Electrophoresis is a method used to separate fragments of DNA or RNA based on their size (length*) using an electric current. It has applications in processes such as genetic fingerprinting and disease diagnosis. DNA and RNA are negatively charged which means they will move towards a positive electrode. This technique can be used for proteins, but as the charge is variable in proteins they are first mixed with a chemical to give them all the same negative charge. In this article, we will focus on DNA electrophoresis.
*Note to A-level biology students: be careful to find out whether your specification like you to talk about size or length in relation to this topic.
Preparing electrophoresis equipment
Electrophoresis equipment consists of a gel tank and a gel tray. The gel tank is filled with a buffer solution and is connected to a power supply. The gel tray is used to prepare an agarose gel as follows:
- An agarose solution is prepared.
- The solution is poured into the gel tray and left to solidify* into a gel.
- The tray is placed into the tank and covered with buffer solution. The wells must be at the negative electrode end of the tank as the DNA will move towards the positive electrode.
*While the gel is solidifying, a comb is left in to ensure that the gel contains wells along one end. Why not watch this short video to see the process in action.

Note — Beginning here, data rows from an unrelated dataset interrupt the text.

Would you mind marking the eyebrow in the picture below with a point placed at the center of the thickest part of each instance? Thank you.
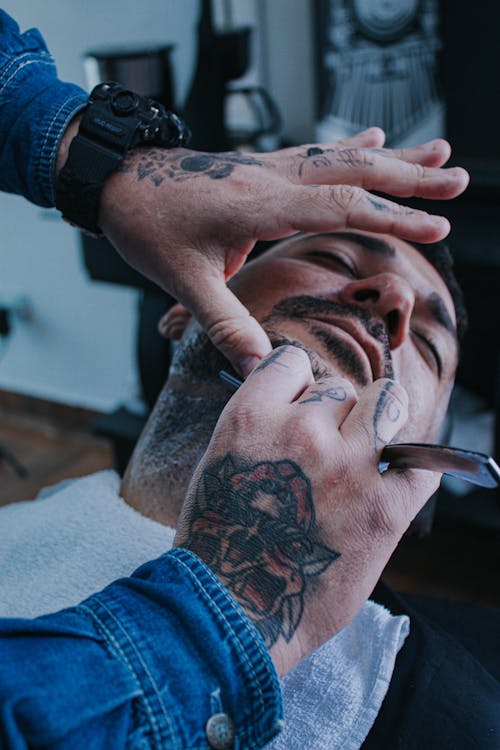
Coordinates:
(371, 244)
(437, 309)
(435, 304)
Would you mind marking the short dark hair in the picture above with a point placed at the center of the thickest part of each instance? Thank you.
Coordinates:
(438, 254)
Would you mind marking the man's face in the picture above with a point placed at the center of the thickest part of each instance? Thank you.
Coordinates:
(362, 305)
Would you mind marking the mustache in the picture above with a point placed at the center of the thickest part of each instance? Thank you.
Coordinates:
(306, 306)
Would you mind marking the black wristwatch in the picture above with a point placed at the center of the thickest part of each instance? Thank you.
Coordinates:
(114, 121)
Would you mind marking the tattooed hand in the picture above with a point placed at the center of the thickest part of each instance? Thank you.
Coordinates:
(188, 220)
(288, 507)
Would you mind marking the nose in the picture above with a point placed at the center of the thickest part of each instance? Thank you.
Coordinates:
(388, 296)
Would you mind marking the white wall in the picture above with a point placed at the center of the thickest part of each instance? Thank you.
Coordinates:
(80, 346)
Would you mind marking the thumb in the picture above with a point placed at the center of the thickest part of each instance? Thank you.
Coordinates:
(229, 325)
(378, 415)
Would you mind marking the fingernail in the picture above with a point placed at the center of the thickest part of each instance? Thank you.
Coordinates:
(247, 364)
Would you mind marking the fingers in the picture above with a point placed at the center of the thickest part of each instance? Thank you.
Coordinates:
(370, 138)
(226, 321)
(380, 413)
(281, 377)
(173, 324)
(330, 209)
(335, 394)
(374, 170)
(434, 153)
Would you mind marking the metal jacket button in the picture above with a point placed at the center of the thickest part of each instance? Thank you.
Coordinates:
(220, 732)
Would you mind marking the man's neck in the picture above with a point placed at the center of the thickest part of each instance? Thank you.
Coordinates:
(174, 440)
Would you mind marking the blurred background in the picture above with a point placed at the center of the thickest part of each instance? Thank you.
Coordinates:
(80, 359)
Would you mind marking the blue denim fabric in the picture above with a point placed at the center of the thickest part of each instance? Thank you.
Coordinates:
(35, 109)
(142, 664)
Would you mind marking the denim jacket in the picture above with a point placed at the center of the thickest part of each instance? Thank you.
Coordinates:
(163, 659)
(35, 109)
(150, 660)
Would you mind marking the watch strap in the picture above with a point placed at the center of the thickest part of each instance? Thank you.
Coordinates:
(114, 121)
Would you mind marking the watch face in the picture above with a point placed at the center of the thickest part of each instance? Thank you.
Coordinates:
(385, 20)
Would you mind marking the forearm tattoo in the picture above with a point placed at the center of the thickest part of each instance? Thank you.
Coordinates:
(254, 525)
(156, 165)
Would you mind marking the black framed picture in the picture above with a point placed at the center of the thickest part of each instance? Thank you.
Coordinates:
(378, 64)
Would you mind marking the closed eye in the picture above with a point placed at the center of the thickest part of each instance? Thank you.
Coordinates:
(431, 347)
(329, 259)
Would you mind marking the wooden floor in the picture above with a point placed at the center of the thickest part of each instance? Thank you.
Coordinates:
(457, 561)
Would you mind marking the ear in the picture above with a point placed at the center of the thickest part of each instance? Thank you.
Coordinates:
(174, 322)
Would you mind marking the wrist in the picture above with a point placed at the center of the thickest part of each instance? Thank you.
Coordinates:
(95, 145)
(64, 144)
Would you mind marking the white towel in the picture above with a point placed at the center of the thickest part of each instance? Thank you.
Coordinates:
(70, 542)
(79, 536)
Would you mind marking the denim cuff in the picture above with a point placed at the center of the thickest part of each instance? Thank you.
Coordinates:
(36, 110)
(192, 651)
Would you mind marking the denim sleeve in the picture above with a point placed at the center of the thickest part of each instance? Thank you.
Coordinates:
(143, 664)
(35, 109)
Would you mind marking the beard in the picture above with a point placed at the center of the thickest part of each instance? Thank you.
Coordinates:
(197, 360)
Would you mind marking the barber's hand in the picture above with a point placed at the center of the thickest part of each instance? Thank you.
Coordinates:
(188, 220)
(287, 506)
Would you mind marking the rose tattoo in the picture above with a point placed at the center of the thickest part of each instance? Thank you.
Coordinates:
(254, 526)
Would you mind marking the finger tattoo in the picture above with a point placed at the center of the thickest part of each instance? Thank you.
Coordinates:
(388, 408)
(334, 394)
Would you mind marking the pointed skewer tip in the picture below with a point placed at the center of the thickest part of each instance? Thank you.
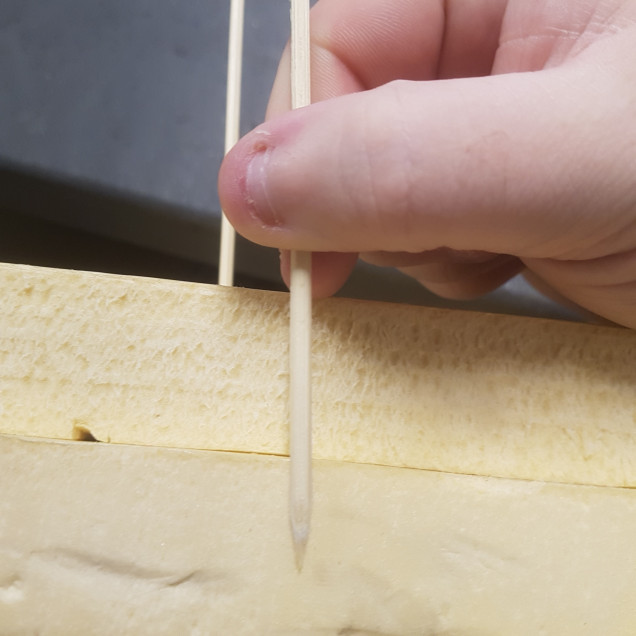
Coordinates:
(300, 548)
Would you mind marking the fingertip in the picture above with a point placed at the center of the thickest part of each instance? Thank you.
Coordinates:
(329, 271)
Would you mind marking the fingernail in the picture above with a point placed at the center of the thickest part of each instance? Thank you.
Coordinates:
(256, 186)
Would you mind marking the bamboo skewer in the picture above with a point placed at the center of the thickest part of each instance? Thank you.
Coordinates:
(300, 492)
(232, 128)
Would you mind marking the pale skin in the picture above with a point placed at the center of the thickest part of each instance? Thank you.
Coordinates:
(461, 141)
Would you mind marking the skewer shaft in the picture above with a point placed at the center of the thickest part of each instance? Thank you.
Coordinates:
(300, 501)
(232, 128)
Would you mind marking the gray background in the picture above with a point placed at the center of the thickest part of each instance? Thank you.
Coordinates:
(111, 135)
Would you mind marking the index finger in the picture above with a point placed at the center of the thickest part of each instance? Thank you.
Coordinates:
(362, 44)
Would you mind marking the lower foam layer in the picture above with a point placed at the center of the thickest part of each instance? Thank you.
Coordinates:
(111, 539)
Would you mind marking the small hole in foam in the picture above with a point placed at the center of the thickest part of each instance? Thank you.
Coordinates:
(83, 434)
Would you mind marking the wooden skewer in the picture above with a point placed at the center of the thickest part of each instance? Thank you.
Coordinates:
(300, 499)
(232, 128)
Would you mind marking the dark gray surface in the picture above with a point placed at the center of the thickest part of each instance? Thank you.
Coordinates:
(112, 124)
(130, 95)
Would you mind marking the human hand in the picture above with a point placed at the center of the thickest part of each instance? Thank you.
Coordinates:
(509, 144)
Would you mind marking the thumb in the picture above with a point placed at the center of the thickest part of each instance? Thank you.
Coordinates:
(514, 164)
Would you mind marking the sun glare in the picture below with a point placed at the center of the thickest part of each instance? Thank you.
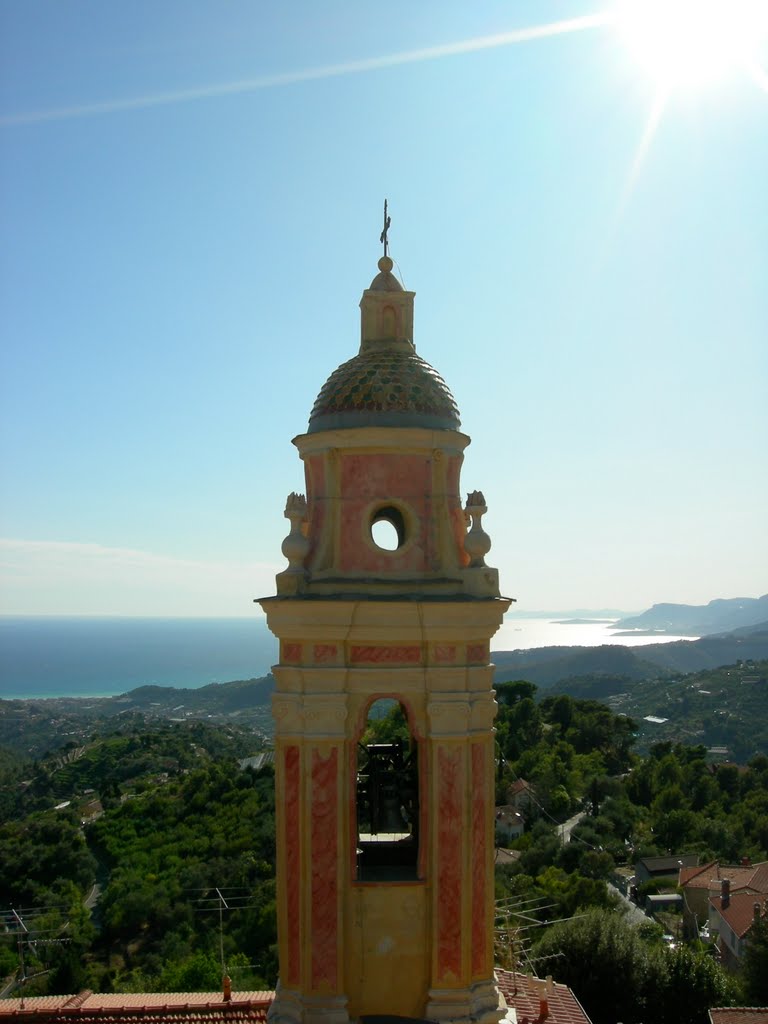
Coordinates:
(693, 43)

Loading DNA into the agarose gel
This is a fiddly process which requires a lot of practise. Firstly, the solution containing the DNA fragments must be mixed with loading dye. This is to help the DNA sink to the bottom of the wells. Then a pipette is used to transfer about 10μl of the mixture into a well (very carefully to avoid making a hole in the gel or missing the well altogether). This is then repeated for all the samples, but must be done quite quickly so that the first sample hasn’t diffused away by the time you finish!

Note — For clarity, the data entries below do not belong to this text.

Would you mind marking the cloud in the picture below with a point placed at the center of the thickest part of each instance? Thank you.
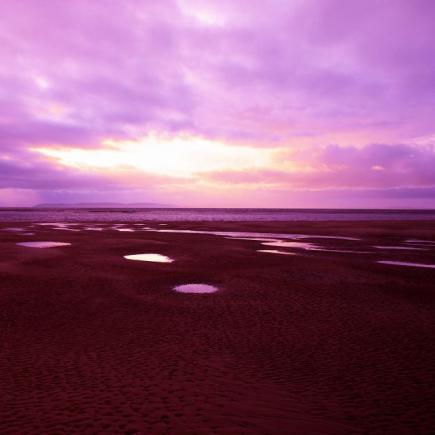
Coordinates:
(373, 166)
(288, 76)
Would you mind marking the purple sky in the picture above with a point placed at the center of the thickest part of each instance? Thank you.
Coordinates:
(296, 103)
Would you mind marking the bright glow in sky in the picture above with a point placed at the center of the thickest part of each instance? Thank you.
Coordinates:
(176, 156)
(302, 103)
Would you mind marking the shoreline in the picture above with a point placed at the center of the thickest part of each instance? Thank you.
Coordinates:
(316, 342)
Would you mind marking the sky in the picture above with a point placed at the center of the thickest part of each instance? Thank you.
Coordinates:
(218, 103)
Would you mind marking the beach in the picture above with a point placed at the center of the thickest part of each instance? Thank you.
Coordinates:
(319, 338)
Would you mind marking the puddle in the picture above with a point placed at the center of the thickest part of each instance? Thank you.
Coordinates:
(419, 241)
(250, 235)
(400, 247)
(299, 245)
(43, 244)
(155, 258)
(402, 263)
(275, 251)
(195, 288)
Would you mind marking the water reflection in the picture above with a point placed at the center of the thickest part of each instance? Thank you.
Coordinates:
(43, 244)
(156, 258)
(403, 263)
(275, 251)
(195, 288)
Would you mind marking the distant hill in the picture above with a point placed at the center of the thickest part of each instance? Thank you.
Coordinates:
(103, 205)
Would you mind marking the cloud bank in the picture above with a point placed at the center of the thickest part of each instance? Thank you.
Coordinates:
(330, 96)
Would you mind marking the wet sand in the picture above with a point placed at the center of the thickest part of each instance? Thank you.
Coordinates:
(320, 342)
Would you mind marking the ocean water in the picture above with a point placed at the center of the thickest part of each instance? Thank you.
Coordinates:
(205, 214)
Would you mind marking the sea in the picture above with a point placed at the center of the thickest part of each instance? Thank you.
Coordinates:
(205, 214)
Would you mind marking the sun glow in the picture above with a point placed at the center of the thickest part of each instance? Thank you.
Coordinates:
(182, 156)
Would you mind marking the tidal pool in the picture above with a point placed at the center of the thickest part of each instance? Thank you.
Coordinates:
(195, 288)
(275, 251)
(43, 244)
(155, 258)
(403, 263)
(408, 248)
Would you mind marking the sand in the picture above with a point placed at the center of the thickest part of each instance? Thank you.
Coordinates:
(318, 342)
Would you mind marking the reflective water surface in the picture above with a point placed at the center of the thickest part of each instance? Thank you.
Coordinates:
(156, 258)
(403, 263)
(195, 288)
(275, 251)
(43, 244)
(408, 248)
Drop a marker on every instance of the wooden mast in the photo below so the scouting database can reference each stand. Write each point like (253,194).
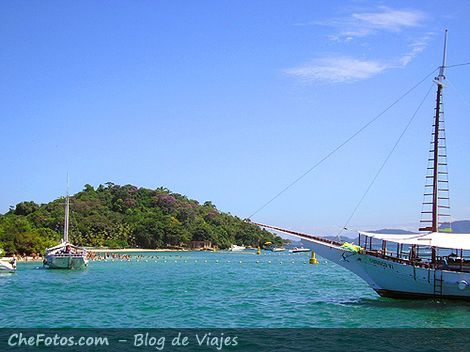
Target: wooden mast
(434,226)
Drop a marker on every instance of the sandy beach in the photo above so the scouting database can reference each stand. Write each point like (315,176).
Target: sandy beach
(133,250)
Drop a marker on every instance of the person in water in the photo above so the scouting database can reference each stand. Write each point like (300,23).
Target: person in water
(13,261)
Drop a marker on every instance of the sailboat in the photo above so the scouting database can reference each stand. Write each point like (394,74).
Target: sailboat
(7,266)
(66,255)
(429,264)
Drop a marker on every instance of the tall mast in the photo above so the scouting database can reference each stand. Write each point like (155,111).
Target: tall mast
(435,189)
(438,190)
(66,218)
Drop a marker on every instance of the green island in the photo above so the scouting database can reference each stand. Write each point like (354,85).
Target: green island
(127,216)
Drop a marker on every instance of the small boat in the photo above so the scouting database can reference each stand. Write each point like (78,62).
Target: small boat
(299,250)
(278,249)
(66,255)
(236,248)
(269,246)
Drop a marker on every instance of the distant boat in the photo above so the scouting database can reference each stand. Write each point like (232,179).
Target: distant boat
(66,255)
(299,250)
(235,248)
(269,246)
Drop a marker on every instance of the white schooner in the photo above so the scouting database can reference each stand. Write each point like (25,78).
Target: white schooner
(431,264)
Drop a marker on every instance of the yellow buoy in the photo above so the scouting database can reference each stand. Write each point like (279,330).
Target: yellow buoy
(313,259)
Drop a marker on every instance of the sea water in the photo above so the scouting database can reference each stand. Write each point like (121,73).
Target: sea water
(201,289)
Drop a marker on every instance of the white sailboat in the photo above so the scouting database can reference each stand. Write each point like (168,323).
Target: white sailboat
(66,255)
(432,264)
(8,266)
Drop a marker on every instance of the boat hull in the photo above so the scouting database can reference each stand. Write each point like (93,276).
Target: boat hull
(65,262)
(394,279)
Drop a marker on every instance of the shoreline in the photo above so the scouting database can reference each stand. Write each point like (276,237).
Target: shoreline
(133,250)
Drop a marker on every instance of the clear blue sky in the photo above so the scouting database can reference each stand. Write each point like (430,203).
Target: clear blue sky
(230,101)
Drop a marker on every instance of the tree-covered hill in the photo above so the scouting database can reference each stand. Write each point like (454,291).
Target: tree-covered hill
(124,216)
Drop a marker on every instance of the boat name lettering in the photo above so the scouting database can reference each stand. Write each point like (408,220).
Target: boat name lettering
(381,263)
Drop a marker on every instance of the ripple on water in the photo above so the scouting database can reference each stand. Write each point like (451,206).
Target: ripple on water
(210,290)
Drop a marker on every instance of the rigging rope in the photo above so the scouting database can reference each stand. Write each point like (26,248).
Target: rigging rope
(457,65)
(385,161)
(340,146)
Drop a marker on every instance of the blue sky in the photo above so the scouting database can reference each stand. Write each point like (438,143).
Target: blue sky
(230,101)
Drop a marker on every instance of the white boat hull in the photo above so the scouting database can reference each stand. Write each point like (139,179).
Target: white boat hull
(65,262)
(398,280)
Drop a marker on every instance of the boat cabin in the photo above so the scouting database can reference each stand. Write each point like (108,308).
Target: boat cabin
(445,251)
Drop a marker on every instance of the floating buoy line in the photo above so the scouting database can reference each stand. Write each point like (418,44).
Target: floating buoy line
(264,258)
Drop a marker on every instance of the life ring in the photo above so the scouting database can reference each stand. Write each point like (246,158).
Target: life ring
(463,284)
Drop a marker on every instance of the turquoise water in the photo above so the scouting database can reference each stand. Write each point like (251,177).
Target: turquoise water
(200,289)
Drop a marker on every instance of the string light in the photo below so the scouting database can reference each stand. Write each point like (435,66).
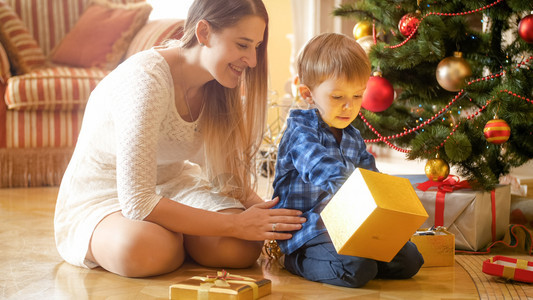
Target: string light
(436,14)
(406,131)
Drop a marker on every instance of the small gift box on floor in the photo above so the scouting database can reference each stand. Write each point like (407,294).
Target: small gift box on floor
(222,286)
(509,268)
(437,246)
(475,217)
(373,215)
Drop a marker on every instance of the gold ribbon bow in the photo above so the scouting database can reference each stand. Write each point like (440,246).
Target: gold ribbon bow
(223,279)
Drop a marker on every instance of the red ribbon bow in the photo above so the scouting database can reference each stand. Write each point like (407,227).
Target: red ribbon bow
(448,185)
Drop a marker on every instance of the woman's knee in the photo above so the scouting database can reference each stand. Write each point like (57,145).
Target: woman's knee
(136,248)
(152,255)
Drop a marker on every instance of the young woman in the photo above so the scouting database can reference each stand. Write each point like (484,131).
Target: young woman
(162,167)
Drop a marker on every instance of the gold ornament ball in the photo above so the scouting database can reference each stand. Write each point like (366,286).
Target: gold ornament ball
(366,43)
(437,169)
(361,29)
(497,131)
(452,72)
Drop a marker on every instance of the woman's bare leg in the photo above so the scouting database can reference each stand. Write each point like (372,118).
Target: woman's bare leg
(224,252)
(135,248)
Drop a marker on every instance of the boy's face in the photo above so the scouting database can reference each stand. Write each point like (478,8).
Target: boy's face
(338,101)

Running the electrophoresis
Once all the samples are loaded, the electric current can be switched on. DNA is negatively charged so will move towards the positive electrode. Shorter fragments will travel more quickly and therefore move further through the gel over the the time. Once the loading dye has nearly reached the end of the gel, the electric current is switched off and the gel is removed from the tank. However, the DNA fragments are colourless and cannot be seen yet.
Visualising the DNA fragments
Various different staining options are available for electrophoresis gels, but most require the gel to be viewed under UV light. For example, a fluorescent tag can be added to the fragments before loading into the wells, or a chemical called ethidium bromide can be used.

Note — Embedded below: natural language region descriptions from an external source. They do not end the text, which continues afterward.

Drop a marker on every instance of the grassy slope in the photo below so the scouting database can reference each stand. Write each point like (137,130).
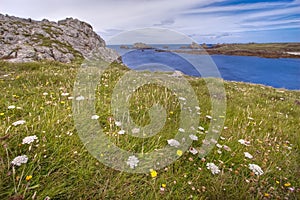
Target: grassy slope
(61,167)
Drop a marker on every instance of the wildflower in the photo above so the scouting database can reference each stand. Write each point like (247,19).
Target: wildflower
(208,117)
(29,139)
(28,178)
(193,137)
(248,155)
(20,122)
(181,130)
(193,151)
(182,98)
(19,160)
(213,168)
(256,169)
(201,128)
(117,123)
(11,107)
(173,143)
(135,130)
(287,184)
(95,117)
(153,173)
(244,142)
(79,98)
(179,152)
(64,94)
(132,162)
(227,148)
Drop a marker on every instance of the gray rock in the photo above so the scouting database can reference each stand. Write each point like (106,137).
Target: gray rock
(26,40)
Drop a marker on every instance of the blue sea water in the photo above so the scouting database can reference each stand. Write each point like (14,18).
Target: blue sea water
(275,72)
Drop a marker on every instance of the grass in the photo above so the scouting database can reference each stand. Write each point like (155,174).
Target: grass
(62,168)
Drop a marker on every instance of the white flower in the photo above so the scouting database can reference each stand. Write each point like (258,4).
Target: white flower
(135,130)
(29,139)
(95,117)
(248,155)
(173,143)
(181,130)
(208,117)
(193,150)
(19,122)
(213,168)
(201,128)
(19,160)
(64,94)
(79,98)
(193,137)
(11,107)
(132,162)
(244,142)
(256,169)
(117,123)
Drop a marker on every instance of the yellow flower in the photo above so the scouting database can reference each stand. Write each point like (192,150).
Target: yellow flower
(179,152)
(153,173)
(287,184)
(28,178)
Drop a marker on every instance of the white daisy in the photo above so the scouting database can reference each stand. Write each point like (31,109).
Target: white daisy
(132,162)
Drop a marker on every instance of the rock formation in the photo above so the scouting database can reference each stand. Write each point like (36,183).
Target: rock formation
(26,40)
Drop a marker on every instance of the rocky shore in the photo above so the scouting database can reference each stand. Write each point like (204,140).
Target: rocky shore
(68,40)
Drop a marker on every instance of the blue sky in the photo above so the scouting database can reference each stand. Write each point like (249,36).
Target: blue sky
(210,21)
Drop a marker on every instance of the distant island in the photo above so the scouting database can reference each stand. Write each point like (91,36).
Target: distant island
(266,50)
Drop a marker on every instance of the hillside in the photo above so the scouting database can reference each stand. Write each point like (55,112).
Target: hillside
(68,40)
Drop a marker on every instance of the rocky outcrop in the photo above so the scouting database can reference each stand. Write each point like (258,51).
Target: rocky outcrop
(25,40)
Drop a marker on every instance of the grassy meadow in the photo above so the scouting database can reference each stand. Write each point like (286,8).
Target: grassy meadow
(262,127)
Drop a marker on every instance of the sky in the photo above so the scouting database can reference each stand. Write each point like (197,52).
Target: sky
(205,21)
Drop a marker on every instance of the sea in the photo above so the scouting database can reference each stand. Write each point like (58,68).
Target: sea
(275,72)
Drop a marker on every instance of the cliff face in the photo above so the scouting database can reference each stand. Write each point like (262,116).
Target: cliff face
(25,40)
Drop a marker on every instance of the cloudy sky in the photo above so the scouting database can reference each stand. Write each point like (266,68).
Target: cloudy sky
(210,21)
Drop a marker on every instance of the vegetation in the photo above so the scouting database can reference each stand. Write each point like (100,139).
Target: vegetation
(261,121)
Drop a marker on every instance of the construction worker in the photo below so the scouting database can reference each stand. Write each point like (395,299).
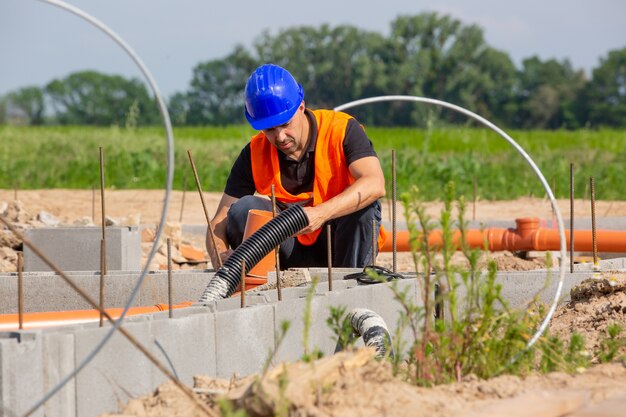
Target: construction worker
(319,159)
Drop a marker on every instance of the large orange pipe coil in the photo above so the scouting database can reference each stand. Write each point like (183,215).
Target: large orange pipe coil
(527,236)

Sometimes it is helpful to run a DNA ladder in one of the lanes – this is a solution containing DNA fragments of known sizes which can be used to help estimate the size of your fragments.
- An agarose gel is prepared and loaded into a gel tank connected to a power supply.
- DNA fragments are mixed with loading dye and pipetted into the wells.
- The electric current is switched on. Smaller DNA fragments will travel further through the gel because they move more quickly.
- The DNA must be stained and viewed under UV light.